At a recent luxury industry conference, I was taken aback at the matter-of-fact assertion, repeated by executives in sectors as diverse as luxury real estate and jewelry, that ecommerce isn’t a factor with big-ticket luxury items. Their thesis: such sales can only be conducted face-to-face, a necessary condition to getting high-end customers comfortable with such big numbers.
However, a few months later, CNBC reported that a Middle Eastern customer booked a $500k private jet flight—via an iPhone app. You can also buy a $4.85 million Rockwell painting—on Amazon. Oh, and Mark Cuban bought a $40 million private jet online.
The (Luxury) Times, They Are A-Changin’
The global affluent will purchase even ultra-big-ticket items via ecommerce as long as certain matters of trust remain inviolate. Far from irrelevant, ecommerce can be a core profit center for luxury brands if managed properly, from clicks to bricks. But it is precisely at the intersection of trust, relationship, and loyalty that luxury brands can strategically differentiate themselves from both mass-market wannabes and their less-Web-savvy luxury competitors.
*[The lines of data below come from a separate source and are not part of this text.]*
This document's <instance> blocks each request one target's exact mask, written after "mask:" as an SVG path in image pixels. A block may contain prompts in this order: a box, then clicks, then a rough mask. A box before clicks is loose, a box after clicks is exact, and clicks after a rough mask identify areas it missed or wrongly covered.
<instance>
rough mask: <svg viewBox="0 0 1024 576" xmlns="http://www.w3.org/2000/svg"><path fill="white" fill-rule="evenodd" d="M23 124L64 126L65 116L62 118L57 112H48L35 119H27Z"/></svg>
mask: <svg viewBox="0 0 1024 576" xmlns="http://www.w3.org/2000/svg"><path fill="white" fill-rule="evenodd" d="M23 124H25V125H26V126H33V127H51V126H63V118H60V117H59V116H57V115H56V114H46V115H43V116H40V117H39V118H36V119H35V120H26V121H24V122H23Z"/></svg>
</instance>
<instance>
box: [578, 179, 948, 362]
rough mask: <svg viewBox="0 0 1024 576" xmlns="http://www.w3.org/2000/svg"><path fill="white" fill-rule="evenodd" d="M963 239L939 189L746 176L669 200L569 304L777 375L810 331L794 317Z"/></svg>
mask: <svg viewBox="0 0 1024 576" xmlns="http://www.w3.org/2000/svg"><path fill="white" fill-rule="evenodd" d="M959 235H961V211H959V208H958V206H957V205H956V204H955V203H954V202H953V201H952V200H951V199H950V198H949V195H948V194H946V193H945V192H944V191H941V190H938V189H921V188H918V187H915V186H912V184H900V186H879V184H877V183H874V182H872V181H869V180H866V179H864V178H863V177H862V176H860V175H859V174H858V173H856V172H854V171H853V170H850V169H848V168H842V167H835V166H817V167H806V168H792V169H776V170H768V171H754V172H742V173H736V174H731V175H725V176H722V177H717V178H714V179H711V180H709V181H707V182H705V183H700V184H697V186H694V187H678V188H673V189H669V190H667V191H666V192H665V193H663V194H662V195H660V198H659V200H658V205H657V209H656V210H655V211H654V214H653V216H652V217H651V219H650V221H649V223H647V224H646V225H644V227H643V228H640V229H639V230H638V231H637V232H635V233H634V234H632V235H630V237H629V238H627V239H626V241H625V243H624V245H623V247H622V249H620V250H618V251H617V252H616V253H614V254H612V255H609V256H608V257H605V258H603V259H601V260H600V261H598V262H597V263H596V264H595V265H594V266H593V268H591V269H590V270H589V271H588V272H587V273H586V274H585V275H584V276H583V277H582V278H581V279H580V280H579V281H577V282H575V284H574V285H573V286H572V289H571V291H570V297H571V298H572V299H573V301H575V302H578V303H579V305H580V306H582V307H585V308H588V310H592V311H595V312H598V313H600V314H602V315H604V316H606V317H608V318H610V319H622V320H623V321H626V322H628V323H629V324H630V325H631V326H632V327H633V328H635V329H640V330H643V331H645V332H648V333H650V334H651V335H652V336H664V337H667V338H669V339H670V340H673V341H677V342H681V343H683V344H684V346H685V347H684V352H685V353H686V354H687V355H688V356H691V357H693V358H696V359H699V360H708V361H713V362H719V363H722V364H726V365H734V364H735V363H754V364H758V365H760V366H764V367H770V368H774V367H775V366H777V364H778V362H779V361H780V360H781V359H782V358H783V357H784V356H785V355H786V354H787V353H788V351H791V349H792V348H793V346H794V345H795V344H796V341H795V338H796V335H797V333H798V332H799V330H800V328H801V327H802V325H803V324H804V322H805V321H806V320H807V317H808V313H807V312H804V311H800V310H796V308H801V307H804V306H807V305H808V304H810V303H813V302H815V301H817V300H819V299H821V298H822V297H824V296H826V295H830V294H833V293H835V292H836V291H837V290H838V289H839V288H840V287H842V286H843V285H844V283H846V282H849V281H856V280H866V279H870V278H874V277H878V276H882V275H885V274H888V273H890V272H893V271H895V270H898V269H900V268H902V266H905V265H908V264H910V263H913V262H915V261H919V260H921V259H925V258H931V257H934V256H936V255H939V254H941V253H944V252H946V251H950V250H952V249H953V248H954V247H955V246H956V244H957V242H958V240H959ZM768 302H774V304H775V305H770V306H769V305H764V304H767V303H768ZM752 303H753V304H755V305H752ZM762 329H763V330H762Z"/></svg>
Aspirational lifestyles of the global affluent are deeply intertwined with Web connectivity; thus, luxury players looking to woo high-end clientele must integrate their services seamlessly within such lifestyles.
However, those luxury executives still skeptical about the role of ecommerce are correct in the sense that the prevailing surveillance-driven ecommerce paradigm, though highly profitable for Silicon Valley, can be destructive to luxury brand equity in the long run.
Commodification of Luxury
Indeed, these executives sense a seemingly inherent mercenary element in mainstream ecommerce. In a world where mass-market leaders such as Amazon and Google set the ecommerce bar, skepticism by luxury players is warranted. Here loyalty and long-term relationships are replaced with relentless surveillance, the life blood of Silicon Valley’s ad-driven profit model.
The problem, of course, is that here the consumer is the product. Naturally, she responds to such cynicism with growing price sensitivity, expectations of sundry “deal” gimmicks, short attention span … and/or eroding brand loyalty.
But for luxury purveyors, such cynical treatment of the consumer is inapposite to the long-term vitality of their valuable brand equity. Meanwhile, Amazon, eBay, et al., are determined to disrupt all corners of the luxury sector.
Web Privacy is the New Luxury
Relationships, and thus loyalty, are built on trust. But the central problem for the luxury sector is that in real life the most coveted clientele expect the utmost in discretion and privacy, as key components of a true luxury experience. Yet Silicon Valley strips consumers of both, to maximize its own profits. As a result, Web privacy is the new luxury: valuable yet rare.
In the real world, luxury purveyors set the bar in what to aspire to in a high-end buying experience. So why would they now passively follow the no-privacy, no-discretion path Silicon Valley has architected for mass-market ecommerce?
Luxury = Privacy + Discretion
It is here—translating online the privacy and discretion of their real-world brand experience—that the luxury sector can seize leadership in high-end ecommerce away from Silicon Valley, as these are alien concepts in the prevailing surveillance-driven, ad-supported Web ecosystem.
But just what is luxury ecommerce, anyway?
Silicon Valley can already deliver great service: same-day delivery, Mayday service, etc. Consumers can summon such amenities and get 1-click service even while lounging at the pool. And yes, Amazon, et al will continuously move upmarket with their merchandising.
So what makes your luxury brand’s e-commerce experience, well, distinctly luxurious, matching your real-world brand experience?
The answer: privacy and discretion are indispensable elements of any high-end experience, whether offline or online—the very elements Silicon Valley must remove to maximize its own profits. However, savvy luxury brands can restore these essential elements of the luxury experience back to ecommerce.
This is the only defensible path by which luxury brands can seize leadership from Silicon Valley: by demonstrating best practices in luxury ecommerce, in the same way such brands set the service standard in the real economy.
The luxury sector is ripe for leadership in challenging the commoditized, no-privacy regime that rules today’s ecommerce. The opportunity lies in replacing the Silicon Valley-led paradigm with one that comports fully with the aspirations of the global affluent.